Research shows that employers are facing an ill-equipped emerging workforce. The skills that are deficient in most recent high school and college graduates’ repertoires are referred to as applied or “soft” skills. Proficiency in areas of leadership, teamwork, critical thinking, problem-solving and decision-making are all under the soft skills umbrella.
Economists James Heckman and Flavio Cunha explained in the America’s Promise Alliance report that these soft skills are just as essential to a young person’s success as the more frequently cited academic indicators. In fact, both federal and international commissions have concluded that these skills are essential prerequisites for high school graduates to enter the workforce successfully. Unfortunately, there exists today a significant gap between the level of soft skills that future workers need and the level of these skills that they now possess. According to "Are They Ready to Work?" three-quarters of surveyed employers said that incoming high school graduates were deficient in these "applied skills." Additionally, 40 percent of employers said that the high school graduates they hire lack enough of the “soft” skills they need even for entry-level jobs. The data showed that young people lack not only the skills themselves but important opportunities to develop them.

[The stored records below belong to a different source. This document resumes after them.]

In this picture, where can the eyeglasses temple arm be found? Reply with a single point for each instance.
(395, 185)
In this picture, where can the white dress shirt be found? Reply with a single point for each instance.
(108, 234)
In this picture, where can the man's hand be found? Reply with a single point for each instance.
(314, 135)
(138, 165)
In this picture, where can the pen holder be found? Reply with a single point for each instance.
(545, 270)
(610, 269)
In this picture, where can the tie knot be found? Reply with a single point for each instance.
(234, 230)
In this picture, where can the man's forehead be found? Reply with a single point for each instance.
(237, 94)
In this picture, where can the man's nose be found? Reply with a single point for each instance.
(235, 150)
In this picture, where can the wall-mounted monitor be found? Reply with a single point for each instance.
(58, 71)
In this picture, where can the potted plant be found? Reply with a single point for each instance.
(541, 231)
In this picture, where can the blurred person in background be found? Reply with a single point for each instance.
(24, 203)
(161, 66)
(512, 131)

More than 7,000 youth have participated in the Career Edge Program. After completing the program, participants showed significant improvement in:
- ability to make good decisions,
- ability to solve problems effectively,
- leadership skills
- ability to set and achieve goals, and
- awareness of their ability to contribute when working as part of a team.
In regards to career skills, participants believed that they were more likely to know how to fill out a job application, how to dress appropriately for a job interview, what types of jobs or careers fit their personal interests and that their school subjects had a direct effect on their future career choices and success.